Once it has finished, you can visit the prototype.
A link will appear on the dashboard page. It will be
https:// + the name of your prototype + onrender.com

The first time I deployed the prototype and visited it I got an error page. It worked after about a minute of hitting refresh. I’m not sure what happened when I first visited the URL, but maybe I was too eager and tried to view it before it was ready. One to keep an eye on.
Success.

Using the migration script
Next, I wanted to get something more complex working.
I picked one of my existing prototypes which uses both python and node.
I couldn’t find anything in the documentation about projects with multiple languages. So I thought I give the Heroku migration plugin a go.
The instructions in the migration guide are easy to follow – I ignored the ones that didn’t apply to my prototype.
It worked.
The deployment took a lot longer. I’m assuming that’s because it uses docker.
I got the same error page at first but, again, after a minute or so the prototype page took its place.
Using the migration tool was great for moving an existing prototype. But, it didn’t help me understand how to create a new python and node project. I need to do this for new prototypes.
I looked at the 3 files produced by the migration tool, but it didn’t help.
I was hoping I could look in the docker file and see what was going on, but it was completely unfamiliar to me.
It’s great I got my prototype working, but it felt like overkill using docker.
There had to be a simpler way.
Node is everywhere
Finally, I found a forum post that mentioned buildpacks.
Buildpacks = my Heroku reference for saying what languages you need.
The post confirms buildpacks are not a thing in Render. But, it also says “Node is available as part of the build and deploy of all Native Environments.” Jackpot.
To confirm, the Native Environment documentation page includes node
on the list of available tools – as well as other useful things like make
.
I used the steps I listed above to deploy my existing python and node prototype as a single Web Service.
The build command is the only bit you need to do differently.
The command needs to install python and node packages, instead of only python packages.

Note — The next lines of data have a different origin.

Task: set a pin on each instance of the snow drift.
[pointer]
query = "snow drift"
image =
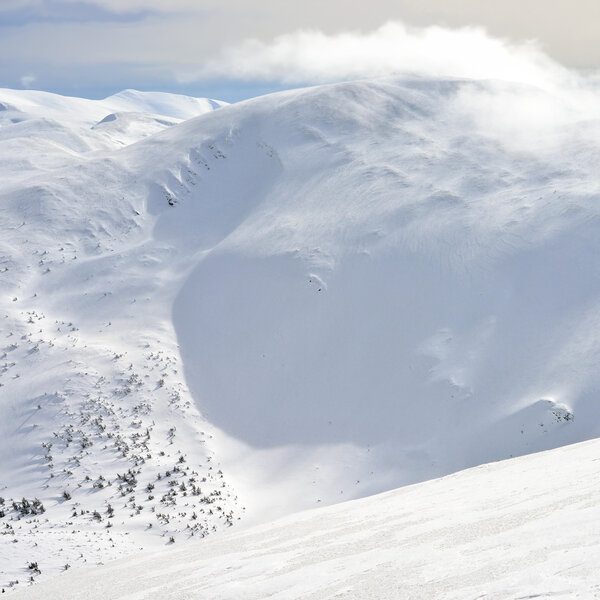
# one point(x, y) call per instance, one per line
point(311, 296)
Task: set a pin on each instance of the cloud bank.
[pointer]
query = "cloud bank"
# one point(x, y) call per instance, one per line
point(392, 49)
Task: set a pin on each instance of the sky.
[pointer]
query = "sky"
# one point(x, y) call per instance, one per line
point(235, 49)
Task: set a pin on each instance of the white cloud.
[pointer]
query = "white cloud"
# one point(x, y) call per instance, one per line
point(28, 80)
point(312, 56)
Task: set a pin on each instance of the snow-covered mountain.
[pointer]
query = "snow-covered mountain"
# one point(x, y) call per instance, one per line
point(521, 528)
point(300, 299)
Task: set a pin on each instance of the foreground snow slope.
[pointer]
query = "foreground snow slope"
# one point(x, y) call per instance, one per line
point(300, 299)
point(522, 528)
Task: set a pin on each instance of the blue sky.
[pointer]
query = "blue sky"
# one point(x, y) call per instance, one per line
point(235, 49)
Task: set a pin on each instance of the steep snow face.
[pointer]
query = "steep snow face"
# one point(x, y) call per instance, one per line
point(391, 288)
point(521, 528)
point(322, 294)
point(101, 449)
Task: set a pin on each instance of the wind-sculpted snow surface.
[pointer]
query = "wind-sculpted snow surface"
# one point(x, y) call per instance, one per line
point(523, 528)
point(305, 298)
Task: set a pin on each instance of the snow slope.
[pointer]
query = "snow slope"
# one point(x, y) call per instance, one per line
point(522, 528)
point(300, 299)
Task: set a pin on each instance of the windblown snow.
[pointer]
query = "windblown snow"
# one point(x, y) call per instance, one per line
point(521, 529)
point(213, 317)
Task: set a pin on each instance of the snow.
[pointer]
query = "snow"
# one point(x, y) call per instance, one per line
point(521, 528)
point(294, 301)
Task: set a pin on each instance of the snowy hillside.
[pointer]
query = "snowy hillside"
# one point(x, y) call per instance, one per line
point(289, 302)
point(522, 528)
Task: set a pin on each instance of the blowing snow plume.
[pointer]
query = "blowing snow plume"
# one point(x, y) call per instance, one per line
point(288, 302)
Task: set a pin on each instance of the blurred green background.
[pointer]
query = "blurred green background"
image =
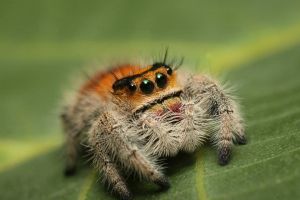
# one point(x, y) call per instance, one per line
point(255, 45)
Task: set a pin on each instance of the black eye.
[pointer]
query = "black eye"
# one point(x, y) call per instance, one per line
point(169, 70)
point(147, 86)
point(131, 86)
point(161, 80)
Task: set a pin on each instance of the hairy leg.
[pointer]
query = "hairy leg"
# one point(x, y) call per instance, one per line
point(223, 108)
point(72, 145)
point(109, 134)
point(104, 164)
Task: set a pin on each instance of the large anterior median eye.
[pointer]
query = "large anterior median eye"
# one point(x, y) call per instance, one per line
point(161, 80)
point(147, 86)
point(131, 86)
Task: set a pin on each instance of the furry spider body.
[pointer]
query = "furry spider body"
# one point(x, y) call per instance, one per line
point(131, 116)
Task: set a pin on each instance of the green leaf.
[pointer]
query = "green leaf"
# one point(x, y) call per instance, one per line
point(266, 168)
point(43, 43)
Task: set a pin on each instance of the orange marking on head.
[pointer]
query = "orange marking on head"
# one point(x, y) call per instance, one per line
point(102, 83)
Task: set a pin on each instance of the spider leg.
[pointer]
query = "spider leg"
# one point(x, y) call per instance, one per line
point(222, 107)
point(72, 145)
point(127, 153)
point(104, 164)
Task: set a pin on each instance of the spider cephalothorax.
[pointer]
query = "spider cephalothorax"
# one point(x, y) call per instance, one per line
point(130, 116)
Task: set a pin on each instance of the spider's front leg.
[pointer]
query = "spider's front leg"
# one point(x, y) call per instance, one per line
point(106, 137)
point(223, 108)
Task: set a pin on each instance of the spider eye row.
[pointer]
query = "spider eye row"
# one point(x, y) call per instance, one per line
point(147, 86)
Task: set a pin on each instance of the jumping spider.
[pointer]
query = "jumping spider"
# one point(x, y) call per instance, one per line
point(130, 116)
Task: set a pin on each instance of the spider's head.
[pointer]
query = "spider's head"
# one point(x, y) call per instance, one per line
point(148, 87)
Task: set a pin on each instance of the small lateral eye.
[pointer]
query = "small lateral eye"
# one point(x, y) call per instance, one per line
point(131, 86)
point(147, 86)
point(161, 80)
point(169, 70)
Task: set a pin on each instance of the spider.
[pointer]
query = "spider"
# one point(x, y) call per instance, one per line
point(131, 116)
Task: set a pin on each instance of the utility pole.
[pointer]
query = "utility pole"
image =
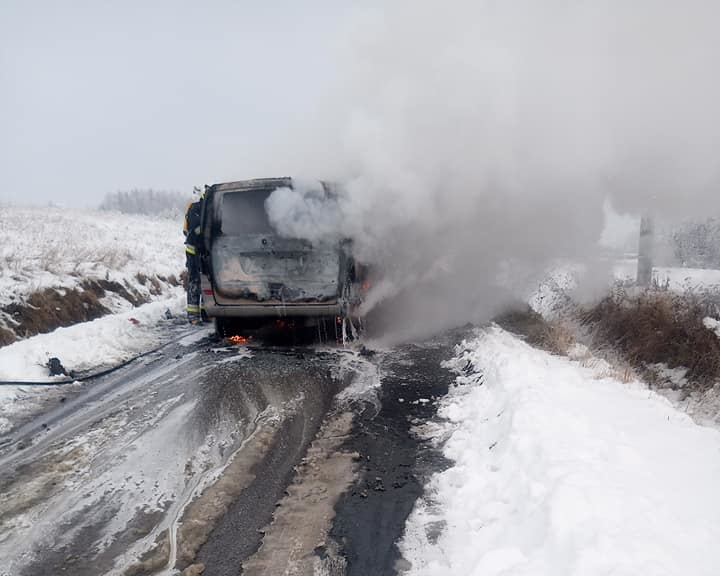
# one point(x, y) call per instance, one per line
point(645, 251)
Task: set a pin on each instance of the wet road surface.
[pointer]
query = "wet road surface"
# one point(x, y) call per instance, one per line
point(208, 456)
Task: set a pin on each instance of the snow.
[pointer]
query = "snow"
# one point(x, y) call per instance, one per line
point(47, 247)
point(712, 324)
point(678, 279)
point(561, 470)
point(88, 346)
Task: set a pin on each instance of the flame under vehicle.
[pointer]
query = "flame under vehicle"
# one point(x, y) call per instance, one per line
point(251, 275)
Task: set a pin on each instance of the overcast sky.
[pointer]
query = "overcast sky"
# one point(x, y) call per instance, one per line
point(101, 95)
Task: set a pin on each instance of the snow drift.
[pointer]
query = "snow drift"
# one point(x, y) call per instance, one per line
point(559, 470)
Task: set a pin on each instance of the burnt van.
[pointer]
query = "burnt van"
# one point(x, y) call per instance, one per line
point(251, 274)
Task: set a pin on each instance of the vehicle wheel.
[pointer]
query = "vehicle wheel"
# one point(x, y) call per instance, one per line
point(221, 327)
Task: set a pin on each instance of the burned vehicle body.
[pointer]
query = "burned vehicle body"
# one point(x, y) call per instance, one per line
point(250, 272)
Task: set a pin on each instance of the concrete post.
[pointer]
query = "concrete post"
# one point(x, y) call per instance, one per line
point(645, 251)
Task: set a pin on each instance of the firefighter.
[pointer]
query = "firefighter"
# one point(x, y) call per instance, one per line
point(193, 243)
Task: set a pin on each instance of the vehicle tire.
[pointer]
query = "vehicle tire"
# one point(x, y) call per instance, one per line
point(221, 327)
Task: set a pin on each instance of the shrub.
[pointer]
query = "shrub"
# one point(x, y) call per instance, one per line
point(659, 327)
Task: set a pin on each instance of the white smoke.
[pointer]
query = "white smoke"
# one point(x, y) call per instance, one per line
point(472, 134)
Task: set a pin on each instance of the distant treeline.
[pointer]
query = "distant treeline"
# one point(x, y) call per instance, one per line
point(696, 244)
point(150, 202)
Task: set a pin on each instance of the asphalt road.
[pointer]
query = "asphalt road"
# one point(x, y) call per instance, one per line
point(209, 456)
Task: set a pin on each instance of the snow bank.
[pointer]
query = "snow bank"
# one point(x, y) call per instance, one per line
point(103, 342)
point(561, 472)
point(678, 279)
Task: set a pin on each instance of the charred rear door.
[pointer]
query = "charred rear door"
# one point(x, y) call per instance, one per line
point(251, 263)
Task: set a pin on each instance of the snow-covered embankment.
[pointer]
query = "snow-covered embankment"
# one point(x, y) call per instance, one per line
point(559, 470)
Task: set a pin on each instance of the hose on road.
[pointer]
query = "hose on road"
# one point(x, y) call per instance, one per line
point(98, 374)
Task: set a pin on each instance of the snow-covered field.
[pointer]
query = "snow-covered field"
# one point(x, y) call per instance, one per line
point(58, 248)
point(562, 470)
point(47, 247)
point(678, 279)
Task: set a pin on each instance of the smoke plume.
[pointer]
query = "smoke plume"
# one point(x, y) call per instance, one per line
point(476, 141)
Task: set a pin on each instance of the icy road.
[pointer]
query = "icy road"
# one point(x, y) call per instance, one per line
point(223, 458)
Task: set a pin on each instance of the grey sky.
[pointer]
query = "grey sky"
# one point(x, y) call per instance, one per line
point(102, 95)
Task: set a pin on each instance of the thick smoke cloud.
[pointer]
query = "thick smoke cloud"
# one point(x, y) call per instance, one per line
point(478, 140)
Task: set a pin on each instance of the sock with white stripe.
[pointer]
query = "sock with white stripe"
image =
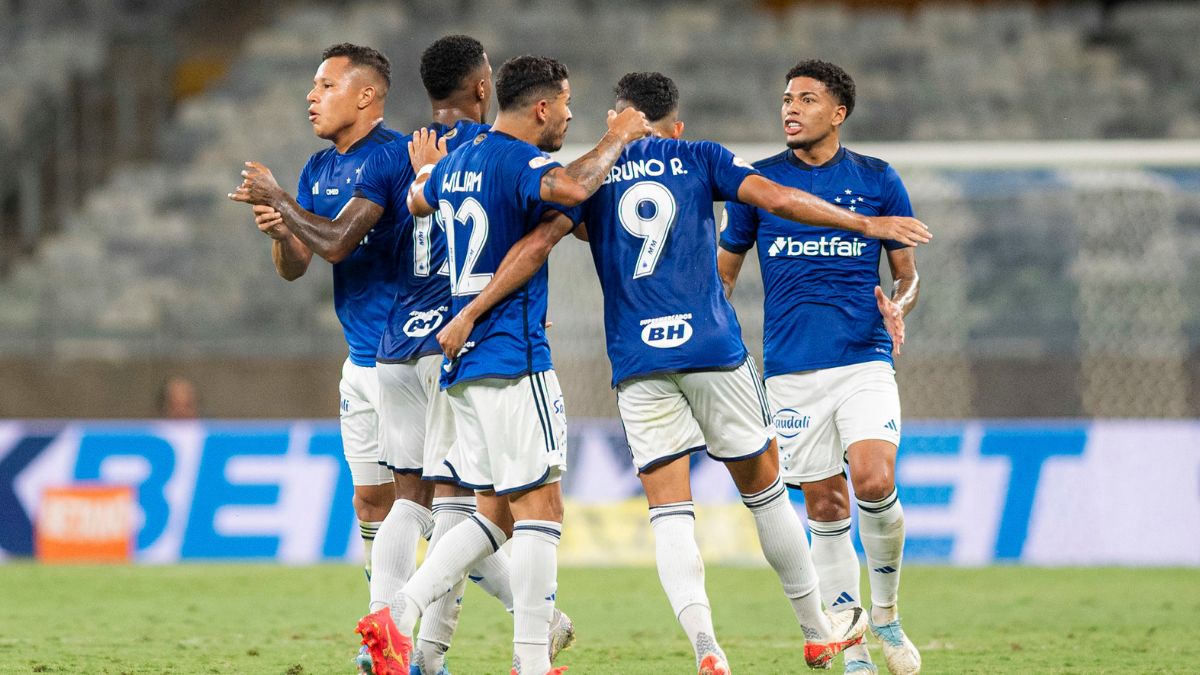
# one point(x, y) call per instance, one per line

Luckily it accepts a ;
separated list of commands.
You can put
pip install -r requirements.txt; npm install
In the future, I’ll use a single make init
command. This will mean I won’t have to worry about updating the Render build command if the install commands change. But for now, this does the trick and installs python and node packages.
And that’s it.
I have a prototype, written in python and node, up and running on Render.com. It only takes a few minutes to set up, and the steps are repeatable. 🔥🔥🔥
There are other Heroku alternatives out there, and I’ll try some eventually, but for now, I can breathe a sigh of relief.
I hope this run-through helps if you’ve been wondering what to use to host your prototypes instead of Heroku.